Beyoncé doesn’t take a lot of L’s. That’s why when she does inexplicably suffer a loss, it becomes big news. One of her ventures that has failed to reach the Queen Bey level of success is her Ivy Park activewear line with Adidas, and now it appears the Grammy winner and shoe company have decided to move on from the line.
According to The Hollywood Reporter, its sources say the parties have “mutually agreed to part ways.” The split was reportedly caused by “major creative differences between Ivy Park and Adidas.” The “Cuff It” artist is “excitedly looking to reclaim her brand” and “maintain creative freedom.”
As previously reported by The Root, in February, the Wall Street Journal noted that Ivy Park’s sales were down and Adidas was losing money.
“Sales of Ivy Park tumbled by more than 50% to about $40 million in 2022—coming in below internal Adidas projections for $250 million in sales that year, documents reviewed by The Wall Street Journal show. The documents show Ivy Park has been losing money for Adidas and Beyoncé gets about $20 million in annual compensation.”

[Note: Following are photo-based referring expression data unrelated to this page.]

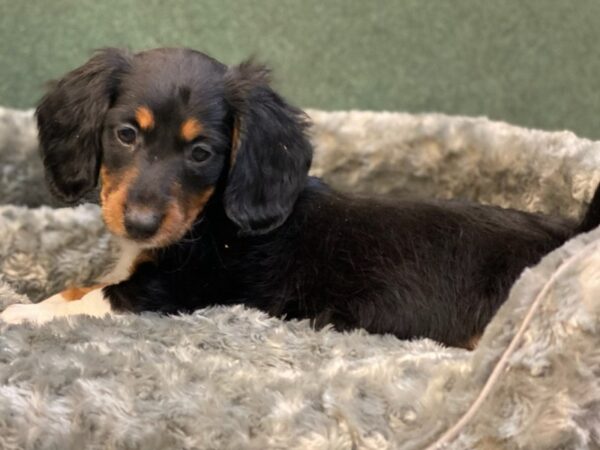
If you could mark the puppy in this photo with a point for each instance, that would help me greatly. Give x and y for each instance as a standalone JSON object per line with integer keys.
{"x": 203, "y": 174}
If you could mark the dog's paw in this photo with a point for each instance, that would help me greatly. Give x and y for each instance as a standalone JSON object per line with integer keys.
{"x": 92, "y": 304}
{"x": 34, "y": 313}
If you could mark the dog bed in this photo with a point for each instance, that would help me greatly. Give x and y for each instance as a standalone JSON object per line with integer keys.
{"x": 234, "y": 378}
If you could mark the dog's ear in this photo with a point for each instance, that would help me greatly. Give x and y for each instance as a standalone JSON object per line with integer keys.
{"x": 70, "y": 119}
{"x": 270, "y": 154}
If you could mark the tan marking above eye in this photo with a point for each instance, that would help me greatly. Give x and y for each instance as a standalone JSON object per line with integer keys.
{"x": 144, "y": 117}
{"x": 190, "y": 129}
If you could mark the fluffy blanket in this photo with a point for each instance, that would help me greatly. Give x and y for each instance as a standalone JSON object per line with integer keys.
{"x": 234, "y": 378}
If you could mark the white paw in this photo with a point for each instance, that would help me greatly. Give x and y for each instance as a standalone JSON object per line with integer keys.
{"x": 37, "y": 313}
{"x": 92, "y": 304}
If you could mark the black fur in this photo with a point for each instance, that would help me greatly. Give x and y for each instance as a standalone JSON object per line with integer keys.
{"x": 70, "y": 121}
{"x": 270, "y": 237}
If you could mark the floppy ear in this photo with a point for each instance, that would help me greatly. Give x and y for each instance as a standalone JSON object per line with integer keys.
{"x": 270, "y": 154}
{"x": 70, "y": 119}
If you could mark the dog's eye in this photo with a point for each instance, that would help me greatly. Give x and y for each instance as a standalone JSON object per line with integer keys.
{"x": 200, "y": 153}
{"x": 127, "y": 134}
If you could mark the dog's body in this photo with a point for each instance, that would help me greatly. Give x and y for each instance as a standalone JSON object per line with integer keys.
{"x": 438, "y": 269}
{"x": 205, "y": 168}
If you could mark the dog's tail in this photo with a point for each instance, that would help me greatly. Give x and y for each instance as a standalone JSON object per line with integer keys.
{"x": 592, "y": 217}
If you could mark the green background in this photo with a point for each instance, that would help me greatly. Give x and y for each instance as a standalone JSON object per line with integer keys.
{"x": 529, "y": 62}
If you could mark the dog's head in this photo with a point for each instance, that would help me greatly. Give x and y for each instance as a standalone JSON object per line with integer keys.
{"x": 162, "y": 130}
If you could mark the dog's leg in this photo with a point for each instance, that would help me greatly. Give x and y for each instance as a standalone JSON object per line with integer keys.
{"x": 76, "y": 300}
{"x": 94, "y": 303}
{"x": 77, "y": 293}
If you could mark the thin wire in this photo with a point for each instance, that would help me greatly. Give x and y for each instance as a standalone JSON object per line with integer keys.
{"x": 500, "y": 366}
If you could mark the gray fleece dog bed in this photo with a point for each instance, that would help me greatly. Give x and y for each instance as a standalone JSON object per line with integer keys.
{"x": 234, "y": 378}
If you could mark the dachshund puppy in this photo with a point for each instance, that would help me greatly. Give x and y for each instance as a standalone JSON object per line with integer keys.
{"x": 203, "y": 170}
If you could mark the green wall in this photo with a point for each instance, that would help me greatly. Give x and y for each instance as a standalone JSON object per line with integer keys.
{"x": 530, "y": 62}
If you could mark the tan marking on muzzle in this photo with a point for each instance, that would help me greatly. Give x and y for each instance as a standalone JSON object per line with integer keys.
{"x": 180, "y": 216}
{"x": 114, "y": 196}
{"x": 190, "y": 129}
{"x": 144, "y": 117}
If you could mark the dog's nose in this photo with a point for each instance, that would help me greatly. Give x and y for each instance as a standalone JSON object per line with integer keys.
{"x": 142, "y": 223}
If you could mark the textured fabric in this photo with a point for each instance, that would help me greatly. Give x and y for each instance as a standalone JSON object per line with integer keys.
{"x": 235, "y": 378}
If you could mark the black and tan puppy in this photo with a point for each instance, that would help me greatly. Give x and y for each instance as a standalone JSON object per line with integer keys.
{"x": 203, "y": 173}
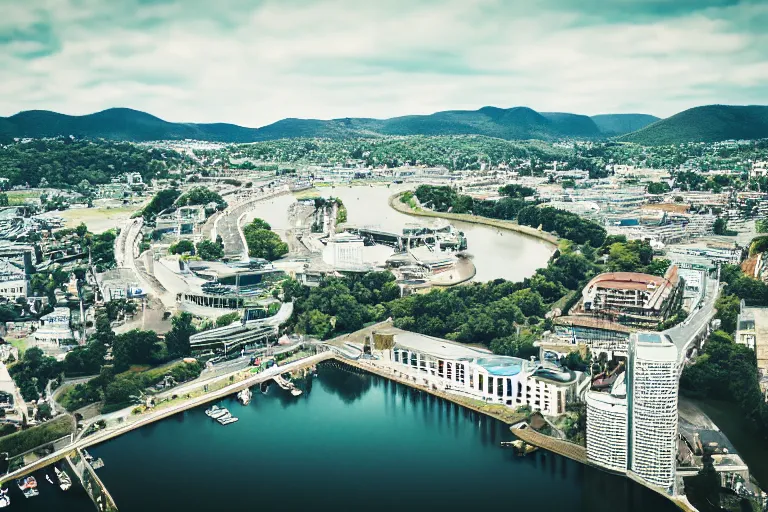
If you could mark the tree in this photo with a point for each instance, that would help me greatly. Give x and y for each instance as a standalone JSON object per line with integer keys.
{"x": 314, "y": 323}
{"x": 728, "y": 307}
{"x": 120, "y": 391}
{"x": 209, "y": 251}
{"x": 134, "y": 347}
{"x": 263, "y": 243}
{"x": 181, "y": 247}
{"x": 177, "y": 339}
{"x": 721, "y": 226}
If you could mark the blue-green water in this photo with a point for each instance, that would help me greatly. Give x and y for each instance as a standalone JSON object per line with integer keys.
{"x": 351, "y": 441}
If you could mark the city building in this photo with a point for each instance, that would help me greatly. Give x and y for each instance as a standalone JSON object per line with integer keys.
{"x": 607, "y": 426}
{"x": 478, "y": 374}
{"x": 597, "y": 334}
{"x": 13, "y": 281}
{"x": 652, "y": 386}
{"x": 632, "y": 294}
{"x": 55, "y": 328}
{"x": 633, "y": 425}
{"x": 344, "y": 250}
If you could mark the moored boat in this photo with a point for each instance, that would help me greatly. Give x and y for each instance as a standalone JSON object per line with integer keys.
{"x": 245, "y": 396}
{"x": 26, "y": 483}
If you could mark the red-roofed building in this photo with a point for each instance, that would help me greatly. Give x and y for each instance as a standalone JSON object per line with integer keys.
{"x": 632, "y": 293}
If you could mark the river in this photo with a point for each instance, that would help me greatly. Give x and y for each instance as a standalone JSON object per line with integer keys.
{"x": 496, "y": 253}
{"x": 352, "y": 441}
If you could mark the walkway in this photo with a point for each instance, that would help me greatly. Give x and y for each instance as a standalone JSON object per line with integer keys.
{"x": 146, "y": 419}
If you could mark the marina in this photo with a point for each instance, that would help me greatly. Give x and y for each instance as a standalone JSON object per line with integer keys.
{"x": 357, "y": 424}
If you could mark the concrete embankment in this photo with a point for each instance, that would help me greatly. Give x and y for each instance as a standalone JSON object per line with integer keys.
{"x": 505, "y": 414}
{"x": 395, "y": 203}
{"x": 147, "y": 418}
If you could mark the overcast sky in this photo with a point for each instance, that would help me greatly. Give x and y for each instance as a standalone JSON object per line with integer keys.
{"x": 252, "y": 62}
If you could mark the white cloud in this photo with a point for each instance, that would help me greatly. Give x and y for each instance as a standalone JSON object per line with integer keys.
{"x": 206, "y": 62}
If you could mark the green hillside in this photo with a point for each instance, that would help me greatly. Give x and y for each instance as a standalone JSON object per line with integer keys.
{"x": 619, "y": 124}
{"x": 710, "y": 123}
{"x": 517, "y": 123}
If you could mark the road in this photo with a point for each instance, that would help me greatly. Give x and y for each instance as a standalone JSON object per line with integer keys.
{"x": 105, "y": 435}
{"x": 684, "y": 333}
{"x": 228, "y": 224}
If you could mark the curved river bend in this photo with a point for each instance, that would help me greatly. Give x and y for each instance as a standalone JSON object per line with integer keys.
{"x": 353, "y": 441}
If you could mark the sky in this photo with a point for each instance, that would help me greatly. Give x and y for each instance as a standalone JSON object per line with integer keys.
{"x": 253, "y": 62}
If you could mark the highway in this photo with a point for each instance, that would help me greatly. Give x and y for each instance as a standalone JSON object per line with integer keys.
{"x": 684, "y": 333}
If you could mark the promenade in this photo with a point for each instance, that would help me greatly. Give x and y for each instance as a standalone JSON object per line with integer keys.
{"x": 147, "y": 418}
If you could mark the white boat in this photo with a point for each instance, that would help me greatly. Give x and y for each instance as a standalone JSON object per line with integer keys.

When a collaboration like this fails, everyone wonders who’s to blame. Is it on Adidas for not marketing the products enough? Or is it on Beyoncé for not understanding the appeal of her brand? Normally I would never blame Queen Bey for anything, but Ivy Park never quite felt like it matched her public persona. The girl from Houston might be all about stylish tracksuits and sneakers, but Beyoncé, the global megastar, doesn’t put out that vibe. From a fan perspective, you trust brands when they align with someone’s area of expertise. It’s why athletes sell sneakers and chefs sell cookware and food products. Rihanna became famous for the sex appeal of her music, which is why Savage x Fenty and Fenty Beauty make perfect sense.
As usual, Beyoncé is already ahead of the rest of the world since she and designer clothing company Balmain revealed the Renaissance Couture collection on Friday. It is described as “A one-of-a-kind couture collection directly inspired by the global hit album and co-created in collaboration with the muse herself.”
Obviously, none of us real people will be able to wear or afford these clothes. But at least Bey has found the right space for her brand.